Why is that such a not-done thing to say? Why is that so strangely received. To the question ‘What do you like about yourself?’, my answer is ‘Everything’. And I mean that too; I like everything about myself. Not everything is convenient and I find some things downright bizarre, but yes, I like everything about myself.

There is always such a strange reaction to that. I remember once getting a response, no smile included, something like ‘Well, you think you’re quite something, don’t you’.

Well, yes I do. If I am very honest I consider myself The Shit. I think I’m tough. I think I’m funny. I think I’m smart. I consider myself The Shit, yes. But the fact that I think of myself as The Shit does not mean that I find someone else less, I am not involved with anyone else at all. I consider myself the center of the universe. I have no desire to compare myself to anyone else. That is a completely different person. I have never lived in their world. Maybe that person is also totally The Shit. If that is the case then I just really hope that person is aware of it, celebrates it.

What it has brought me is that I’m no longer afraid of making mistakes. I do my best and hope for a happy ending. Whatever happens, I am totally The Shit. Which doesn’t mean that I can do everything, there are many things that I absolutely can not do. And a lot of things you really don’t want me to do. And I think that’s completely okay. I’m okay with that.

I electrocuted myself several times, on multiple occasions, before accepting that I should stay away from anything to do with electric wiring.
I admit, sometimes it takes me some time to be ‘okay with it’.

Oh, if I ever tell you I’m going to repair my car, please stop me

Kryptonite

It was hard for me to accept that at the core of my darkness, I am ruthless and will show no mercy. I will not back down. I will never surrender. I will end up dead before I admit defeat.

I don’t fear that part of myself. I just know it’s there if I need it. I hope I never will because I know it would destroy me, one way or another.

My darkness fuels my power but it’s also my kryptonite.

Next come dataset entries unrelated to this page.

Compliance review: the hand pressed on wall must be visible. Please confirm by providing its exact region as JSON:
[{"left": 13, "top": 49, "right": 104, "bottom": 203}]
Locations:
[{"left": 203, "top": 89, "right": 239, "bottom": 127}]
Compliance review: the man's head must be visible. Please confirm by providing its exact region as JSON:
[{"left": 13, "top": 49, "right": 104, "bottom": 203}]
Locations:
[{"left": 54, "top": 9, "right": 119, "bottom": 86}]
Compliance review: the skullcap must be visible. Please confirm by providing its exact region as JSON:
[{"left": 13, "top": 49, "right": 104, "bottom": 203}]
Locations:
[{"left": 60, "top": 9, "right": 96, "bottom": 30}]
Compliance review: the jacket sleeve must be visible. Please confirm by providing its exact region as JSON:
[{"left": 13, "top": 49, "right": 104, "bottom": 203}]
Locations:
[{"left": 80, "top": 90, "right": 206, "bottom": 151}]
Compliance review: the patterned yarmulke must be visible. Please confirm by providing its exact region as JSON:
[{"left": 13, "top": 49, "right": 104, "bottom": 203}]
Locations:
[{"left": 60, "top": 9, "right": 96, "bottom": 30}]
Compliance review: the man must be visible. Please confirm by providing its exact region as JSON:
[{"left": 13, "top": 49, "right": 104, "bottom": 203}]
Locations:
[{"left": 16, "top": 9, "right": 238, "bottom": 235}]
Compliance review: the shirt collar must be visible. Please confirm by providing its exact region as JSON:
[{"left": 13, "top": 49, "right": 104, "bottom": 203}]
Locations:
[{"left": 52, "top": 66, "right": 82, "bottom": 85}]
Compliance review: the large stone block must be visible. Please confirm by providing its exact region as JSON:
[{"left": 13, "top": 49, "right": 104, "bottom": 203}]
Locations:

The opposite to my softness and gentleness is my ruthlessness. I will never be cruel but I will not show mercy either.

Without my sensitivity to balance it out, I would be an accident waiting to happen.

Ruthless Queen

I don’t hold grudges. If you did me wrong, thats on you, not me. Even if it was intentional, Im fast on forgiveness because my own track record is far from clean.

But

If the mistake is not acknowledged or my feelings around it are dismissed, if you treat me any less then an equal human being, I get vicious. I will get even with you, even if I have to wait years for the opportunity to occur.

Stab me in the back and I’ll punch you in the face

I will not hurt you just to hurt you. That is too easy. I will simply tell you what you did and why you did it. I will tear down every illusion you ever created about yourself in order to survive and shove it in your face.

I will show you yourself in all your naked ugliness and you will not like it. Maybe at some point in time you will understand it was a gift but I’m pretty sure you wont.

I’m pretty sure you will carry the mirror I handed you for a very long time and you will never forget my name. This is my ultimate revenge.

Its not something Im proud or ashamed of, its how I operate. I believe everyone has the right to have all the information, especially regarding themselves.

When need be, Im ruthless.

Hero [Little Things]

Yesterday my car broke down; in the middle of a crossroad, at peak hour, in the pouring rain, in the dark.

The moment my mind started racing going through my options, a big shadow appeared next to me and this huge guy, with the kindest face ever, said ‘Hey there, you look like you could use some help?’

After we got the car to safer ground I told him he was my absolute hero for the day and that I really appreciated his help. He answered ‘You know, I love my wife so very much, she’s a really good person. She would have wanted me to help you out, so I did’.

Today will be about figuring out what to do with my car, get it towed, hopefully repaired. Whatever it is, I will accept it with a smile.